Museum of Moab embarks on capital campaign, plans expansion
by Jacque Garcia
The Times-Independent
Nov 30, 2017 | 1007 views | 0 0 comments | 16 16 recommendations | email to a friend | print
The Museum of Moab’s historical exhibit on the National Park Service. The museum is currently working on a capital campaign to develop plans for expansion. 				     Photo by Jacque Garcia
The Museum of Moab’s historical exhibit on the National Park Service. The museum is currently working on a capital campaign to develop plans for expansion. Photo by Jacque Garcia

The Museum of Moab has been a historical resource for the community since 1958. Now, the museum is hiring two new full-time staff members in order to further its reach and relevancy to Moab residents and visitors.

“I think the biggest change for us really is, we were pretty much entirely volunteer run, it was just in the past 15 or 20 years there was a paid part-time position,” said museum director John Foster, adding that his own full-time position is a very recent development.

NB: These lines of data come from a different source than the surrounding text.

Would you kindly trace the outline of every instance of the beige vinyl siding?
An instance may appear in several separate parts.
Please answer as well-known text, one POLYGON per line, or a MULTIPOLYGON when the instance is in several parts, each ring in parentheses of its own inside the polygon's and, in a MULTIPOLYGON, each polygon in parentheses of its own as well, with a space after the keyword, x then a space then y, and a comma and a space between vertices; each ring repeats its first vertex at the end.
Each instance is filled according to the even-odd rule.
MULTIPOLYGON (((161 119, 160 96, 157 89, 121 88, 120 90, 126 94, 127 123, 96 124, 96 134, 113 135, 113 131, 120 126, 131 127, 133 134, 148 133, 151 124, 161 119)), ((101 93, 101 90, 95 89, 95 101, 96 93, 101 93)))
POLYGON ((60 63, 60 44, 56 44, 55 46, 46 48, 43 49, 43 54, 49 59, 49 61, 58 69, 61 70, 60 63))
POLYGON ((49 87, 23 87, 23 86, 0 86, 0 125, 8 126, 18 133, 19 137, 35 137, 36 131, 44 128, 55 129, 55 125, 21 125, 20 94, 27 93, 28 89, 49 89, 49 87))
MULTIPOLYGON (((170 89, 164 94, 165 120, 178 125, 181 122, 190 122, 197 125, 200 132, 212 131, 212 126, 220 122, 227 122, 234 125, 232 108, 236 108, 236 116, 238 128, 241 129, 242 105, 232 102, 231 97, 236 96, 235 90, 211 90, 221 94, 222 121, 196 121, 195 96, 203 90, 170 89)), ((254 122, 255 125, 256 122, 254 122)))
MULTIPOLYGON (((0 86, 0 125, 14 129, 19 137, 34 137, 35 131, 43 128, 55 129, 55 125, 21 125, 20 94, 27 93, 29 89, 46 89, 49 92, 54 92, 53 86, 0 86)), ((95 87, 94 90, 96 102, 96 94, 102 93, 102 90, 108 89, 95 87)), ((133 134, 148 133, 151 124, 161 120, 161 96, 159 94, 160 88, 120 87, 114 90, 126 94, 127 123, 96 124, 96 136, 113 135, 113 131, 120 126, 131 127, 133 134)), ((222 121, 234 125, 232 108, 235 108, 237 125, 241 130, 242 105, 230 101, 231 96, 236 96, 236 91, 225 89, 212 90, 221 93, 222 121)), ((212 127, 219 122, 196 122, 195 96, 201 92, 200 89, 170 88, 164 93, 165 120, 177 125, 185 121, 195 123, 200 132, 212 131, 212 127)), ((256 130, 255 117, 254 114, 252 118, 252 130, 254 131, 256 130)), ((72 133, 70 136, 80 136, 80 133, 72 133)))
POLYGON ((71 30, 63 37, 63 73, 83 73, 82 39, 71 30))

“This is the big leap forward in that we will now have three full-time employees, in addition to the part-time people,” he said. The museum is bringing on Christy Williams-Dunton, formerly of KZMU, as the new development director, and Sarah Sidwell, formerly of Tagalong, as the new marketing director.

Foster said the museum has big plans for the future — though for now, he is working on a capital campaign to fund an eventual expansion. That’s where Dunton and Sidwell come in.

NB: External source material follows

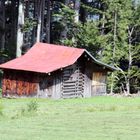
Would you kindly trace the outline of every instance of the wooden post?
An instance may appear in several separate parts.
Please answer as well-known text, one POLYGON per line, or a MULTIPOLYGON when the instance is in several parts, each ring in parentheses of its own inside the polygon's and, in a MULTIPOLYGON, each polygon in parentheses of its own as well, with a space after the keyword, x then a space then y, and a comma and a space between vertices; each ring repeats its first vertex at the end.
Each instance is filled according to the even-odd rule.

“It’s just one of these gems that could use some visionary ‘TLC,’” Dunton said of the museum, “The thing that I’m really moved by, is that it needs a special space to accurately represent the history, to educate and inform and inspire generations.”

Dunton said she views both the radio station and the museum as fostering similar themes in her work. “There will still be story telling and community gatherings, just in a new setting,” she explained.

The first step of the museum’s initiative is to engage with the local community. “We’re basically a resource for everybody, and we need to make sure we’re serving everybody’s needs, and getting feedback on that is key,” Foster said of the importance of working with the residents of Moab.

For much of his time with the museum, the entire organization was a one-person operation. Being able to share some of the workload with two new full-time staff members will afford him the opportunity to pursue community input. “I’ve been so busy I haven’t been able to be very high profile in the community,” Foster said, “I hope to be able to continue having those meetings with folks around town.”

It will take the museum some time to adjust to the new staff positions and begin to fundraise and establish a budget, Foster said. While remaining flexible and patient, he said he has big ideas for what the staff will be capable of.

“I guess the vision would be to ... spread the word ... that the museum is a way to make your visit more valuable,” Foster said.

Regarding how the museum can become an asset to tourism in Moab, he added, “My real dream with it, what I’m hoping to do, is have a collection or an exhibit that when people come here to visit, and go through the museum, it kind of ties everything together in terms of ancient history of the region, human history of the region, and how those are connected and influence each other to some degree, and how that ties into the landscape and the community currently ... instead of just seeing a pretty landscape, they’ll see how it came to be that way and how it influences how it is today.”